Quinton Ivan, retail analyst of Coronation Asset Managers, says in recent years Pick n Pay has been the dominant retailer in terms of market share.
According to a Pick n Pay spokesperson Pick n Pay’s market stake has been 34% (including its Score shops) and 33.7% (without Score).
However Pick n Pay has been the biggest loser of market share in recent years, Ivan added.
The Shoprite group has gained ground by repositioning its Checkers chain and attracting wealthier clients. Woolworths has increased its food offering significantly.
Pick n Pay has also lost out by only recently centralising its supply chain, while other retailers have sorted this out already.
The Shoprite group’s market share has grown by 1% to 30% in the year to March. According to a Shoprite spokesperson, the group was the only retailer which has increased its market share over the past year.

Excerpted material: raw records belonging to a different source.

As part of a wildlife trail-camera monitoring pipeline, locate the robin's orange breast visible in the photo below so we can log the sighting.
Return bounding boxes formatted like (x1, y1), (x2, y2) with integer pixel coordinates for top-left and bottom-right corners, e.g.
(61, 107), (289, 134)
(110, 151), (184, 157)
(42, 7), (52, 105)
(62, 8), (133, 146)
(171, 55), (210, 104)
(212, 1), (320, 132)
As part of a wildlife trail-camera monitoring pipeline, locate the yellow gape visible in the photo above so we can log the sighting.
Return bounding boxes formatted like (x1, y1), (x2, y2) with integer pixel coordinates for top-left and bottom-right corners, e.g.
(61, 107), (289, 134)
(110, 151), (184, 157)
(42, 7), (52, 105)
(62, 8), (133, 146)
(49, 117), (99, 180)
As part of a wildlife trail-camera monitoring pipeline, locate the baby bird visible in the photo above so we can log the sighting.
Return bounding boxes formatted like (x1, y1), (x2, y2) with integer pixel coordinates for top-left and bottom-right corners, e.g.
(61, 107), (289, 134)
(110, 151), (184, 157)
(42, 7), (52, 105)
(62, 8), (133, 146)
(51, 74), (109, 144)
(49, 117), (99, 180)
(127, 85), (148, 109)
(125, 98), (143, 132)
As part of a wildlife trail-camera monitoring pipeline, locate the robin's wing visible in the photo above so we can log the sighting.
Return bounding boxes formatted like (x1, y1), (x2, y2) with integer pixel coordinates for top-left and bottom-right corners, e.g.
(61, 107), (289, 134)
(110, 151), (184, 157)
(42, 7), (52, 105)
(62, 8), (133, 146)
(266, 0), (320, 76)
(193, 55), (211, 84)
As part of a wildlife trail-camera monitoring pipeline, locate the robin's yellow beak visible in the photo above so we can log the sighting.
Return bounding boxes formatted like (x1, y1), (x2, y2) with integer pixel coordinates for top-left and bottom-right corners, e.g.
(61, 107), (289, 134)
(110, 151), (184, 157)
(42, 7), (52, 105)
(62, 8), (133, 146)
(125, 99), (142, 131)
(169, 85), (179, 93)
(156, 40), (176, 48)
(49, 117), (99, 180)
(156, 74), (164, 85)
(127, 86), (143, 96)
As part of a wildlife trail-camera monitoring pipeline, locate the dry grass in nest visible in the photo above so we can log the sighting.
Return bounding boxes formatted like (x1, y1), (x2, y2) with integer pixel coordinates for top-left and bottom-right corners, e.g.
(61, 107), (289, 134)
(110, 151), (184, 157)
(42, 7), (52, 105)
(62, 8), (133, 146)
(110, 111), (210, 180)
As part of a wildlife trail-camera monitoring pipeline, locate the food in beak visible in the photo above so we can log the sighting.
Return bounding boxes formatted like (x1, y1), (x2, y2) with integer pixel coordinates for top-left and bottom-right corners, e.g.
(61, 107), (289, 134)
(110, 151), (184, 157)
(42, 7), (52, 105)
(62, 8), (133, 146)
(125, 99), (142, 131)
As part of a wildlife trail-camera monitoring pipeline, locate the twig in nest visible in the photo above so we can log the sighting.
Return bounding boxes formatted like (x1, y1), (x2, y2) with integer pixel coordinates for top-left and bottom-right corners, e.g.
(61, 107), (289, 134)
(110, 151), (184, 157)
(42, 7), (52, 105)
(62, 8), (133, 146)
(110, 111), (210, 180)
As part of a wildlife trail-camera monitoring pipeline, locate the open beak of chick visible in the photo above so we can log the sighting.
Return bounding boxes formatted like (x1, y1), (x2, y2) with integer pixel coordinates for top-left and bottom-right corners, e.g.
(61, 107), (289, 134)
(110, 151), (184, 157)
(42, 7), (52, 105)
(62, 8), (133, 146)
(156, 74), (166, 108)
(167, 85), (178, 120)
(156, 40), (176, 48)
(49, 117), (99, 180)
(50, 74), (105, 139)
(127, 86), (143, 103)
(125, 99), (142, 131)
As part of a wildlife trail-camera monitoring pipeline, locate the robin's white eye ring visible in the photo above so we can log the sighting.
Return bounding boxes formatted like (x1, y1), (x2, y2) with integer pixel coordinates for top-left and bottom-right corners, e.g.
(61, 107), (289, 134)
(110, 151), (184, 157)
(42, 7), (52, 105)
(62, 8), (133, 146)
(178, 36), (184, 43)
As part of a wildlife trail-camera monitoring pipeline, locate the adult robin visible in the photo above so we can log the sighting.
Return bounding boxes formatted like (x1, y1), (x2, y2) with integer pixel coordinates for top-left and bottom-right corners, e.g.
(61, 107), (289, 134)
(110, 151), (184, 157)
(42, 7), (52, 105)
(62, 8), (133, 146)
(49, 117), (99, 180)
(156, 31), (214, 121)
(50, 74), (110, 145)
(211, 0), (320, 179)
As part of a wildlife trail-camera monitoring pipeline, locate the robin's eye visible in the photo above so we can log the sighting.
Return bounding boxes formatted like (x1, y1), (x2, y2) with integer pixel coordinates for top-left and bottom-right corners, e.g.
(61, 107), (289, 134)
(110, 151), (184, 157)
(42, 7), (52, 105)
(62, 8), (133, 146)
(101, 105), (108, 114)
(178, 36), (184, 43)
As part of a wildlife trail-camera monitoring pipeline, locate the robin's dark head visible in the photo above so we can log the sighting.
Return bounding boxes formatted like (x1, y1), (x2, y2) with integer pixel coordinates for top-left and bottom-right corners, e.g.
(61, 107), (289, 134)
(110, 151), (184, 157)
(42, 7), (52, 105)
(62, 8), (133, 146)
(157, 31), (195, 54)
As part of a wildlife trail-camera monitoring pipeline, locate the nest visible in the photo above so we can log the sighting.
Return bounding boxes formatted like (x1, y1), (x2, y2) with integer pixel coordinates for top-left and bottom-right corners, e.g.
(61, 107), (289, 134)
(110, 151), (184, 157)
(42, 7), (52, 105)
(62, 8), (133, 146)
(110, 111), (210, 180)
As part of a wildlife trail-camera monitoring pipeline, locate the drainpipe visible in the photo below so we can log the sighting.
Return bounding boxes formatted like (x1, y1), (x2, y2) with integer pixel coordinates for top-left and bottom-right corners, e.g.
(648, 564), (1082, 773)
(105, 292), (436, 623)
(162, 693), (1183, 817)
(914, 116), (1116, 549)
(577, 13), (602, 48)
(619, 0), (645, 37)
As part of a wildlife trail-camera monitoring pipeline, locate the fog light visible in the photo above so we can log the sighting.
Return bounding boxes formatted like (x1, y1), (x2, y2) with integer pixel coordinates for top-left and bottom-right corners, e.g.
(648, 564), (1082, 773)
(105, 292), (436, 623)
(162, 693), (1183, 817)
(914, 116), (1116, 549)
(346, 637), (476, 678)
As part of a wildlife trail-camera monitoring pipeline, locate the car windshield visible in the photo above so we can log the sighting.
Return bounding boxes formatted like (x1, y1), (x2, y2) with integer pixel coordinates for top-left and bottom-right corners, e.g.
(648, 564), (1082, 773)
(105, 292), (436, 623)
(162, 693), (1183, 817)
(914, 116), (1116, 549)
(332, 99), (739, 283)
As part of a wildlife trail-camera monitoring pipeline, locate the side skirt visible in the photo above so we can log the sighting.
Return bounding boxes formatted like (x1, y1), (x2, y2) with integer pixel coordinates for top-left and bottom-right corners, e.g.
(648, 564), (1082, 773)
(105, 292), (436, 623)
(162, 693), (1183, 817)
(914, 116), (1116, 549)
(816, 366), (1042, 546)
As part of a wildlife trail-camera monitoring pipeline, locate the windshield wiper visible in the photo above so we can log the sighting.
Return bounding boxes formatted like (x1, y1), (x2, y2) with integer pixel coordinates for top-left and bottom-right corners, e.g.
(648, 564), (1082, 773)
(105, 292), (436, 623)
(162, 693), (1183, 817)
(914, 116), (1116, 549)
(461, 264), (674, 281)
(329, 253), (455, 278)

After Shoprite, Spar is SA’s biggest food retailer (25%) followed by Woolworths (10%). But the big supermarkets represent less than 50% of the total food retail market.
The rest is made up by independent shops, informal trade and Spaza shops.
While Pick n Pay has lost market share, Ivan reckons it can strengthen its position thanks to its new central supply chain starts and as its convenience shops like PnP Express Stores gain traction.
The group can however expect competition from Shoprite and Woolworths, which wants to boost its market share to 15%. And Spar’s franchise model has been very successful, with franchisees who know the market very well.